„Kindermishandeling ernstig onderschat”
VELP - Ondanks campagnes zijn het nog steeds vooral de politie en de leerkracht die kindermishandeling melden. Familie, buren en vrienden laten het in veel gevallen afweten. „Het bestrijden van kindermishandeling vraagt om permanente aandacht.”

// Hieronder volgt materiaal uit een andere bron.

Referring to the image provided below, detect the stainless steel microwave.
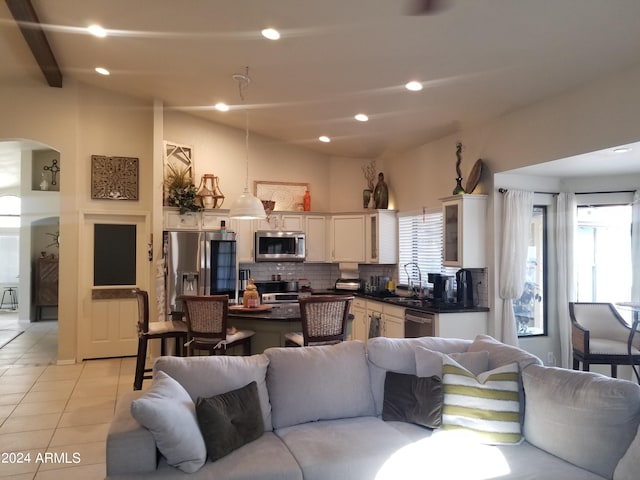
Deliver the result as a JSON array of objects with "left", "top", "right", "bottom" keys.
[{"left": 253, "top": 230, "right": 306, "bottom": 262}]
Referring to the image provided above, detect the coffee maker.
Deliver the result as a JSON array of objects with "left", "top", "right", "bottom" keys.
[
  {"left": 456, "top": 268, "right": 473, "bottom": 307},
  {"left": 427, "top": 273, "right": 451, "bottom": 303}
]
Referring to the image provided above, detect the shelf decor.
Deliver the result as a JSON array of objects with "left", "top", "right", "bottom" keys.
[
  {"left": 253, "top": 180, "right": 309, "bottom": 211},
  {"left": 91, "top": 155, "right": 138, "bottom": 200}
]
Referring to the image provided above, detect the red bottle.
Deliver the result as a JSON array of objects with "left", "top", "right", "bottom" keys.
[{"left": 302, "top": 190, "right": 311, "bottom": 212}]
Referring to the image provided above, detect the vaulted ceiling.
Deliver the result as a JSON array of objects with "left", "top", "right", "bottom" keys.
[{"left": 0, "top": 0, "right": 640, "bottom": 158}]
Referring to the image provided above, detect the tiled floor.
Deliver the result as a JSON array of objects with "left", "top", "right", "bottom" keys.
[{"left": 0, "top": 312, "right": 135, "bottom": 480}]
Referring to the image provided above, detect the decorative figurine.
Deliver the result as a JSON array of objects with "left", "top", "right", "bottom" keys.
[
  {"left": 453, "top": 142, "right": 465, "bottom": 195},
  {"left": 373, "top": 172, "right": 389, "bottom": 208}
]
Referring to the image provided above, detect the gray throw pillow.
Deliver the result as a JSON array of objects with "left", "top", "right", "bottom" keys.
[
  {"left": 382, "top": 372, "right": 443, "bottom": 428},
  {"left": 196, "top": 381, "right": 264, "bottom": 462},
  {"left": 131, "top": 372, "right": 207, "bottom": 473}
]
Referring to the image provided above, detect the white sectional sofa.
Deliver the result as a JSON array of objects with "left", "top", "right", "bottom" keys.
[{"left": 107, "top": 336, "right": 640, "bottom": 480}]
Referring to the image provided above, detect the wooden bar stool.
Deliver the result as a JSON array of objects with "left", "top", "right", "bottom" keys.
[
  {"left": 179, "top": 295, "right": 255, "bottom": 356},
  {"left": 133, "top": 288, "right": 187, "bottom": 390}
]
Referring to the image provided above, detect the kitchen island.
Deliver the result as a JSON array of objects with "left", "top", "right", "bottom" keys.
[
  {"left": 227, "top": 304, "right": 302, "bottom": 353},
  {"left": 227, "top": 303, "right": 353, "bottom": 353}
]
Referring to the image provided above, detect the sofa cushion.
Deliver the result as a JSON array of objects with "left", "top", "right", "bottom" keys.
[
  {"left": 442, "top": 356, "right": 522, "bottom": 445},
  {"left": 276, "top": 417, "right": 412, "bottom": 480},
  {"left": 196, "top": 381, "right": 264, "bottom": 462},
  {"left": 153, "top": 355, "right": 273, "bottom": 431},
  {"left": 613, "top": 428, "right": 640, "bottom": 480},
  {"left": 151, "top": 432, "right": 303, "bottom": 480},
  {"left": 382, "top": 372, "right": 442, "bottom": 428},
  {"left": 372, "top": 432, "right": 608, "bottom": 480},
  {"left": 265, "top": 341, "right": 375, "bottom": 428},
  {"left": 522, "top": 365, "right": 640, "bottom": 478},
  {"left": 468, "top": 335, "right": 542, "bottom": 372},
  {"left": 415, "top": 347, "right": 489, "bottom": 378},
  {"left": 367, "top": 337, "right": 471, "bottom": 415},
  {"left": 131, "top": 372, "right": 207, "bottom": 473}
]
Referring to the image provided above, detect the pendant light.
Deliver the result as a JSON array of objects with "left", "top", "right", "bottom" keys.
[{"left": 229, "top": 67, "right": 267, "bottom": 220}]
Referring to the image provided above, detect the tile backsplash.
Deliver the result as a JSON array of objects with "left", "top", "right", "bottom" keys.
[{"left": 240, "top": 262, "right": 488, "bottom": 306}]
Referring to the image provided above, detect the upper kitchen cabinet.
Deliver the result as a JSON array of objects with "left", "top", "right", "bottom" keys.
[
  {"left": 442, "top": 195, "right": 487, "bottom": 268},
  {"left": 304, "top": 215, "right": 328, "bottom": 263},
  {"left": 365, "top": 210, "right": 398, "bottom": 263},
  {"left": 331, "top": 214, "right": 366, "bottom": 263}
]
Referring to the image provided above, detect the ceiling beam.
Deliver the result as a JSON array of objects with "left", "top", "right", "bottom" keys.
[{"left": 6, "top": 0, "right": 62, "bottom": 88}]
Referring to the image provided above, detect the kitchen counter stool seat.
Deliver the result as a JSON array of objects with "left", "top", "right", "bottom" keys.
[
  {"left": 284, "top": 295, "right": 353, "bottom": 347},
  {"left": 179, "top": 295, "right": 255, "bottom": 356},
  {"left": 133, "top": 288, "right": 187, "bottom": 390}
]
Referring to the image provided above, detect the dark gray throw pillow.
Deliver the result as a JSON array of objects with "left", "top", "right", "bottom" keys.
[
  {"left": 196, "top": 381, "right": 264, "bottom": 462},
  {"left": 382, "top": 372, "right": 444, "bottom": 428}
]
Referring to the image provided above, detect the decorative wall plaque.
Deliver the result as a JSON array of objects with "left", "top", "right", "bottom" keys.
[{"left": 91, "top": 155, "right": 138, "bottom": 200}]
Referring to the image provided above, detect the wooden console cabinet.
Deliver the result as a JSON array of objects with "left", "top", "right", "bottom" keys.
[{"left": 35, "top": 258, "right": 58, "bottom": 320}]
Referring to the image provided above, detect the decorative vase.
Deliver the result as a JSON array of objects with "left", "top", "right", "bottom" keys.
[
  {"left": 362, "top": 188, "right": 373, "bottom": 208},
  {"left": 40, "top": 173, "right": 49, "bottom": 190}
]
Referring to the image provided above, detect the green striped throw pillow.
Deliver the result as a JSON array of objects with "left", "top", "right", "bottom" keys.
[{"left": 442, "top": 356, "right": 522, "bottom": 445}]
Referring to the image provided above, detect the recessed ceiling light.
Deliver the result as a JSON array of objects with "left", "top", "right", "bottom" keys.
[
  {"left": 262, "top": 28, "right": 280, "bottom": 40},
  {"left": 613, "top": 147, "right": 631, "bottom": 153},
  {"left": 405, "top": 80, "right": 422, "bottom": 92},
  {"left": 87, "top": 25, "right": 107, "bottom": 38}
]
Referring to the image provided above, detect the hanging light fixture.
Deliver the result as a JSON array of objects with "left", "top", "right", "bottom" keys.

Kindermishandeling is nog steeds „een ernstig onderschat probleem” in Nederland, zegt manager Gert van Harten van het Advies- en Meldpunt Kindermishandeling (AMK) van het Bureau Jeugdzorg in Gelderland. „Tot nu toe werd het aantal mishandelingen geschat op 50.000 tot 80.000 per jaar. Dat aantal was gebaseerd op Engels-Amerikaans onderzoek. Voor het eerst is er nu Nederlands onderzoek gedaan. Daaruit blijkt dat het werkelijke aantal mishandelingen boven de 100.000 ligt.”Van Harten wijst erop dat de vandaag bekend geworden aantallen betrekking hebben op mishandeling van kinderen zelf. „Eigenlijk moeten we daar nog de kinderen bij optellen die getuige zijn van geweld tussen hun ouders. Dat is psychisch minstens zo beschadigend. In dat geval moeten we het aantal nog eens verdubbelen.”

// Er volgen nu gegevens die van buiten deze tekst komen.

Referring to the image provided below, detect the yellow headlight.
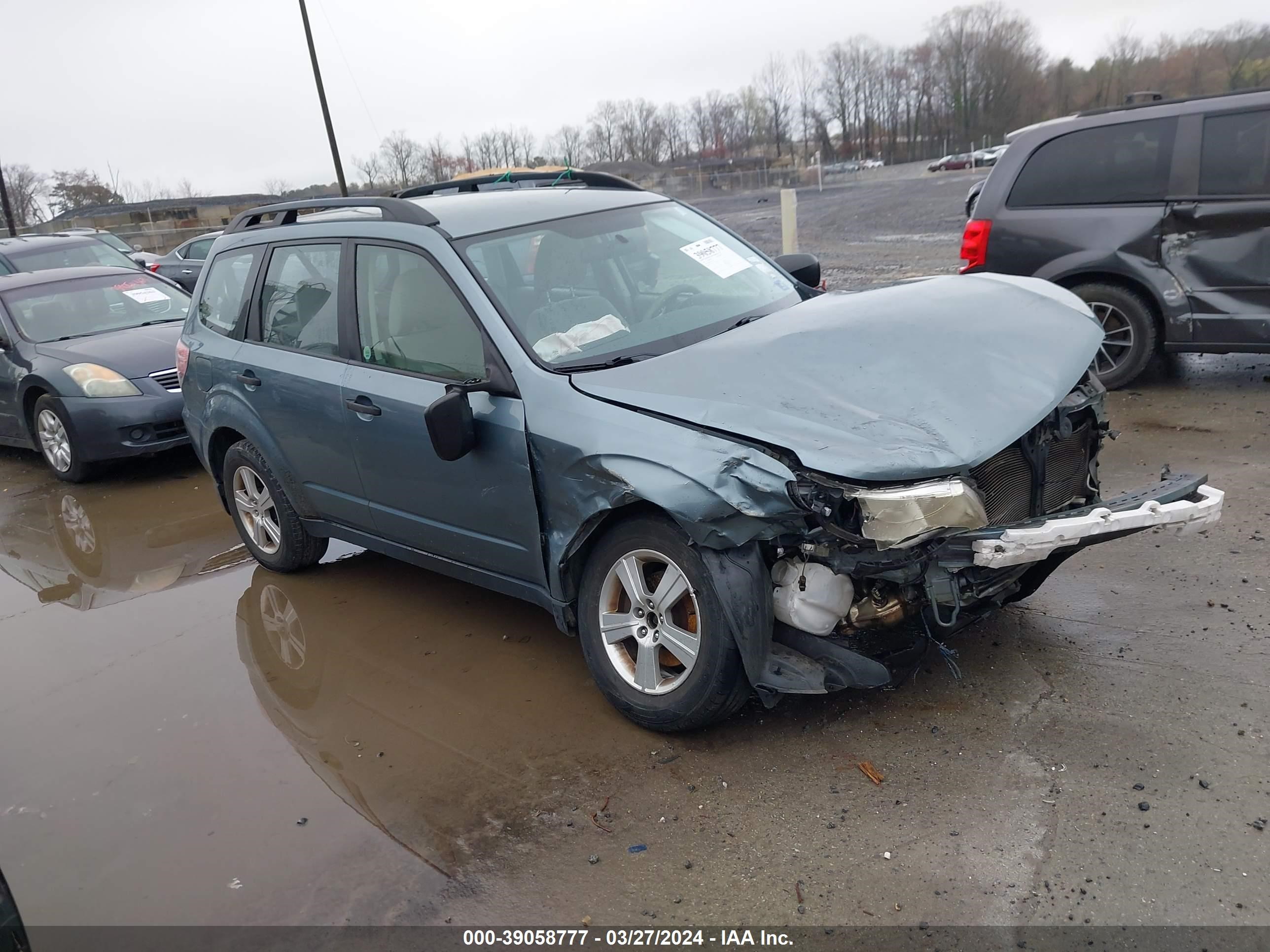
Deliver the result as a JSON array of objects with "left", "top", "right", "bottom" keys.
[{"left": 66, "top": 363, "right": 141, "bottom": 396}]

Per jaar overlijden er vijftig kinderen aan de gevolgen van mishandeling door hun ouders. Van Harten: „Dat is verbijsterend.”
Hoe kan dat in een beschaafd land als Nederland?
„Kindermishandeling is van alle tijden en plaatsen. Het is een illusie te denken dat we het helemaal kunnen uitroeien. De twee jaar geleden overleden prof. Van Dantzig, die veel betekende voor de bestrijding van kindermishandeling, heeft gewezen op een interessant aspect. Hij zei: Vrouwen en homo’s hebben voor hun eigen emancipatie gezorgd door voor hun rechten op te komen. Kinderen kunnen dat niet. Zij zijn afhankelijk van volwassenen. Maar dan moeten die het probleem wel serieus nemen.”
Over welke vormen van kindermishandeling gaat het?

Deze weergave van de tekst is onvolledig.